The Coega Development Corporation, through its Capital Raising and Sustainability Business Units, together with the Council for Scientific and Industrial Research (CSIR), are undertaking preparatory work towards the establishment of a Biofibre Hub, or Cluster, in the Coega Special Economic Zone (SEZ).
Coega’s partnership with the CSIR offers SEZ investors the best of South Africa’s innovation capability, including the R&D outputs of the National Innovation Clusters and the R&D produced in the country’s leading research universities through the CSIR network. This is critical for the development of new economic sectors.
“The CSIR views this partnership as a necessary doorway to industrialisation. It supports the realisation of the many years of CSIR investment in the natural fibre and composite materials and will further enable rapid commercialisation of other technologies across the CSIR,” Dr Rachel Chikwamba, CSIR’s Group Executive for Advanced Chemistry and Life Sciences.

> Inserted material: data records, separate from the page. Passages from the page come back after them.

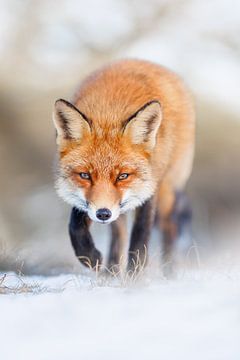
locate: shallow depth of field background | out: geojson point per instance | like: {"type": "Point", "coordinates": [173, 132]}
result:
{"type": "Point", "coordinates": [47, 47]}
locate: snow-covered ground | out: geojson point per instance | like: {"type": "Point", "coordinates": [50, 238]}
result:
{"type": "Point", "coordinates": [196, 316]}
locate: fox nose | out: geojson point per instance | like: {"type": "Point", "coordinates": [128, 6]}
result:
{"type": "Point", "coordinates": [103, 214]}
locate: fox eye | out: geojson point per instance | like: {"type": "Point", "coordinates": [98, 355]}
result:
{"type": "Point", "coordinates": [85, 176]}
{"type": "Point", "coordinates": [122, 176]}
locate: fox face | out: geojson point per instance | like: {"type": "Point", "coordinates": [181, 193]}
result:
{"type": "Point", "coordinates": [105, 170]}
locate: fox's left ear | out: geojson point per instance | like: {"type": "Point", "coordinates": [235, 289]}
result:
{"type": "Point", "coordinates": [143, 126]}
{"type": "Point", "coordinates": [69, 122]}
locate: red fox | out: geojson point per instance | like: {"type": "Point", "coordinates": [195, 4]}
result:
{"type": "Point", "coordinates": [126, 141]}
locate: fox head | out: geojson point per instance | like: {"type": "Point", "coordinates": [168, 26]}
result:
{"type": "Point", "coordinates": [105, 170]}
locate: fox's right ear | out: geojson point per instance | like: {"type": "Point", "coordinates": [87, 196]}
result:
{"type": "Point", "coordinates": [69, 122]}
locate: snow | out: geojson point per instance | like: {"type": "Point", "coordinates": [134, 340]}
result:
{"type": "Point", "coordinates": [196, 315]}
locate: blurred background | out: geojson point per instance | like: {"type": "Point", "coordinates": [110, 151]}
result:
{"type": "Point", "coordinates": [47, 47]}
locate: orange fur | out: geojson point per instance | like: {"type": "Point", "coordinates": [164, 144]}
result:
{"type": "Point", "coordinates": [108, 98]}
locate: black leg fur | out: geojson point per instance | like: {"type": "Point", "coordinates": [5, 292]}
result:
{"type": "Point", "coordinates": [82, 241]}
{"type": "Point", "coordinates": [140, 235]}
{"type": "Point", "coordinates": [118, 239]}
{"type": "Point", "coordinates": [173, 226]}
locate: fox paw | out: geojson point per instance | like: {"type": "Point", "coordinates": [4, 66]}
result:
{"type": "Point", "coordinates": [93, 260]}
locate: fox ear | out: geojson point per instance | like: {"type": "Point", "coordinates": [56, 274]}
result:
{"type": "Point", "coordinates": [142, 127]}
{"type": "Point", "coordinates": [69, 122]}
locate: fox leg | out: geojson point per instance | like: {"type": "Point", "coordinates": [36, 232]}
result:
{"type": "Point", "coordinates": [175, 214]}
{"type": "Point", "coordinates": [140, 235]}
{"type": "Point", "coordinates": [118, 239]}
{"type": "Point", "coordinates": [82, 241]}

The co-location of advanced and viable R&D capability within an SEZ is imperative to attract foreign direct investment in knowledge intensive and advanced industrial sectors, as Meike Wetsch, Unit Head of Coega’s Capital and Funding Office puts it: “This is standard practice globally. The availability of advanced R&D capability was key in the industrialisation of global technology leaders including South Korea, China, Europe, and the USA.”

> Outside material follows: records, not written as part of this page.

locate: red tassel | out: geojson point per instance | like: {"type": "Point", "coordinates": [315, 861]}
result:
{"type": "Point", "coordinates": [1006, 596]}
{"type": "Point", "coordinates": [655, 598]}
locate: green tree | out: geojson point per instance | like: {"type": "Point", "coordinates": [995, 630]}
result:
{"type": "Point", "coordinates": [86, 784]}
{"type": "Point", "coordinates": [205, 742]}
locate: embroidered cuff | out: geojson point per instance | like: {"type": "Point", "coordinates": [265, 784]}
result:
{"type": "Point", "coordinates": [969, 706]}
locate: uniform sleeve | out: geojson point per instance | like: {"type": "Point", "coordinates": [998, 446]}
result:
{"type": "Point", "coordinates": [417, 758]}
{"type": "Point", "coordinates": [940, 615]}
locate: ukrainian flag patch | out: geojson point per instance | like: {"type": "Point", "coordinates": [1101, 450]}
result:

Wetsch adds that an industrial demonstration plant and R&D facility are already operational following the relocation of biofibre processing equipment to the Coega SEZ from the CSIR.

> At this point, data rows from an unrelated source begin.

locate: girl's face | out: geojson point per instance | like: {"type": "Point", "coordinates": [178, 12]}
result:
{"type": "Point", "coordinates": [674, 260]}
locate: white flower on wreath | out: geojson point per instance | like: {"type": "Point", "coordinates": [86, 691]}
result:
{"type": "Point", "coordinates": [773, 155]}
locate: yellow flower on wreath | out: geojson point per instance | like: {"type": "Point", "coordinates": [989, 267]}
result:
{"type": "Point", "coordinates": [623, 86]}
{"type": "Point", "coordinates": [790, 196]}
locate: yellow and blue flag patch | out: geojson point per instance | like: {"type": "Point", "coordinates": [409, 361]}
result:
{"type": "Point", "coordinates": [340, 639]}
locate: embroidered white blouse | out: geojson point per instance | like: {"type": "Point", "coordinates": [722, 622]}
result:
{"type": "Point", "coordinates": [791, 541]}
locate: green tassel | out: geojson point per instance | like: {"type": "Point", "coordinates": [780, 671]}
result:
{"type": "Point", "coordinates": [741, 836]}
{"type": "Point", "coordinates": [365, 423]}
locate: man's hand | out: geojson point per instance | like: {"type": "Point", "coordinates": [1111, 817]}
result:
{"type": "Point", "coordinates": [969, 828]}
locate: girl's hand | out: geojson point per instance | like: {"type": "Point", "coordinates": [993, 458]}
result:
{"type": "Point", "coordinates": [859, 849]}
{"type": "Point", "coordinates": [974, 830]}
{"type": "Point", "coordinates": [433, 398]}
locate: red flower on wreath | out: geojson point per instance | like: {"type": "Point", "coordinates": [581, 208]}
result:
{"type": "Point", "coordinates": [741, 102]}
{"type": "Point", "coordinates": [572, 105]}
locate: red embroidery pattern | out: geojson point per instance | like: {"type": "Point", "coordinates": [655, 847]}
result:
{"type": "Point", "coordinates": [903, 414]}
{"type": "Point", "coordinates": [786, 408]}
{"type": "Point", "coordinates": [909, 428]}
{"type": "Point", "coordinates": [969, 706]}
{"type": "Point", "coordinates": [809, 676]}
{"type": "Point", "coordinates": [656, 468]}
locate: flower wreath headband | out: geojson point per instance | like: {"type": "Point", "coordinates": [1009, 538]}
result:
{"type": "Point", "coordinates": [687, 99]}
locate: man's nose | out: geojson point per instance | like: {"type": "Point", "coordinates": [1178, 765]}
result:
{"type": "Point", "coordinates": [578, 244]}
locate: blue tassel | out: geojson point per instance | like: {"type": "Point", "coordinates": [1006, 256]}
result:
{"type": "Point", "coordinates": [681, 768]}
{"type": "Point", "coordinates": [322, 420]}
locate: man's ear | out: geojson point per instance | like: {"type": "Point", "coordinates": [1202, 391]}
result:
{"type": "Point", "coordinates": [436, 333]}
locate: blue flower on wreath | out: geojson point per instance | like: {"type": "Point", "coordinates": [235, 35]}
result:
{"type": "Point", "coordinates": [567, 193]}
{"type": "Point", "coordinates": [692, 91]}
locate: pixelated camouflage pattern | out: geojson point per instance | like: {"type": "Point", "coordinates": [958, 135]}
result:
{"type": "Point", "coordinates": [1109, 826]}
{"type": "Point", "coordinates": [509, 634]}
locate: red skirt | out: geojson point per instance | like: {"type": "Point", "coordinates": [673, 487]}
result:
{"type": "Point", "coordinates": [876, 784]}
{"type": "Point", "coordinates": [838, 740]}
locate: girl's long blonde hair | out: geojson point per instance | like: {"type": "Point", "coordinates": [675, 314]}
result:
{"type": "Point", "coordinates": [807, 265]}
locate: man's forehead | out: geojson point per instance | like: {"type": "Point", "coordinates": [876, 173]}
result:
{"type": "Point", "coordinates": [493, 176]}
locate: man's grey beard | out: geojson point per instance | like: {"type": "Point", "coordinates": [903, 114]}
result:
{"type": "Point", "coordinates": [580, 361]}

With a total capital deployment exceeding R1 billion over three phases, the Project will include a full-scale industrial manufacturing plant and incubation facilities. These will help emerging industrialists overcome critical barriers to market access.
“Having run numerous enterprise development initiatives within biomanufacturing, nano and advanced materials, as well as agroprocessing, the location of the Biofibre Hub is a strategic move that gives the CSIR global reach, while also making it accessible to emerging industrialists,” states Dr Chikwamba.
The addition of a shared manufacturing facility later in the project, will remove the barriers to entry faced by emerging manufacturers.
“Typically, an emerging manufacturer, when seeking offtake from an original equipment manufacturer (OEM), will have to produce a trial run of the component to export standard in a fully accredited manufacturing facility. This trial run is then subjected to acceptance testing at the OEM, and if found suitable, an offtake contract will follow. With very few shared manufacturing facilities in place, this requirement places emerging industrialists in an impossible situation. Nobody is going to fund a production plant at several hundreds of millions with no offtake in place, and no one will sign an offtake agreement without proof that the supplier has manufacturing capability in place,” explained Wetsch.
The plan is to start with an existing small scale industrial plant, and through capital fund-raising, add a large-scale manufacturing plant. “With the large-scale plant, combined with advanced product development and industrial testing facilities in place, the Biofibre Cluster will help emerging industrialists overcome this problem by providing them withproduction facilities while they are building their market access,” continues Wetsch.
“The Biofibre Cluster will develop, and manufacture composites derived from natural sources. The opportunity is then created to add significant value to South African exports and increased export earnings. These commodities are currently exported in their raw or primary form, as inputs to industrial processes elsewhere in the world – we need to bring those manufacturing jobs here.”
The Project is estimated to add sustainable, non-seasonal agricultural jobs in the Eastern Cape, with significant increases in export earnings once the beneficiation of raw agricultural projects starts taking effect.
The Project will create 6,000 additional jobs in the province, with that number reaching 20,000 by the time the full value chain is developed,” says Chauke.